Fossil Fuel Free Land Care
By
Donna Davies
Posted: 2023-04-03T07:00:00Z
It's true!
Gas powered lawn maintenance machines like leaf blowers, lawn mowers, hedge or weed trimmers, chainsaws, and power washers are seriously harming the gardener who maintains your property and adding significantly to climate disruption. All of these small gas powered machines combined cause as much smog in California as light-duty passenger cars. According to the Air Resources Board, (CARB), “Operating a backpack leaf blower for an hour emits pollution comparable to driving a car from Los Angeles to Denver.”

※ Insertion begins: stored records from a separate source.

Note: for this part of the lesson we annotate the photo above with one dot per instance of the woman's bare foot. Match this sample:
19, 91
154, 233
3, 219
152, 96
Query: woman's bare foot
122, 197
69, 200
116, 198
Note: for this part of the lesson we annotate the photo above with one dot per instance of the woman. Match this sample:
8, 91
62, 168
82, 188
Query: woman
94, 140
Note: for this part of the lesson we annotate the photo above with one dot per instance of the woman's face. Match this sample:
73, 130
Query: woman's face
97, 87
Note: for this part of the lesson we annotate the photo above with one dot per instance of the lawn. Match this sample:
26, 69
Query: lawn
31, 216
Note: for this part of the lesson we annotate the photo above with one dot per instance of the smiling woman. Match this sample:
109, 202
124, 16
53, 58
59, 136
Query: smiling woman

During the pandemic when employees were primarily working from home, they noticed the painful and annoying loud noise from gas-powered machines, perhaps for the first time. No wonder that when CARB opened up feedback on banning the machines, thousands of Californians wanted to ban them as soon as possible and expressed their desire to be rid of the pollution and the noise. New electric replacements are much quieter and healthier for everyone.
Mountain View LWV member Bruce Karney has owned only one gasoline-powered piece of yard equipment, a cultivator (RotoTiller). “It was smelly, noisy, visibly polluting, and hard to start.” His new electric cultivator starts “with the push of a button and is quieter yet far more powerful.” He hopes other League members' families will go all-electric too.
CARB banned the sale of (not the use of) new gas-powered lawn maintenance machines beginning in 2024 and portable generators in 2028. To help homeowners make the transition, Silicon Valley Clean Energy is offering rebates on equipment. Some clients have joined together to purchase new equipment for their gardeners.
To help professional landscape businesses, AGZA offers training in low impact, low noise land care solutions while CARB offers vouchers.
"The new sales will start to make this transition to what's much cleaner as well as quieter equipment," said Bill Magavern of the Coalition for Clean Air. "That's going to be a major health improvement for the workers who use the equipment and for residents who are exposed, as well as everybody in the region because smog is really a regional problem."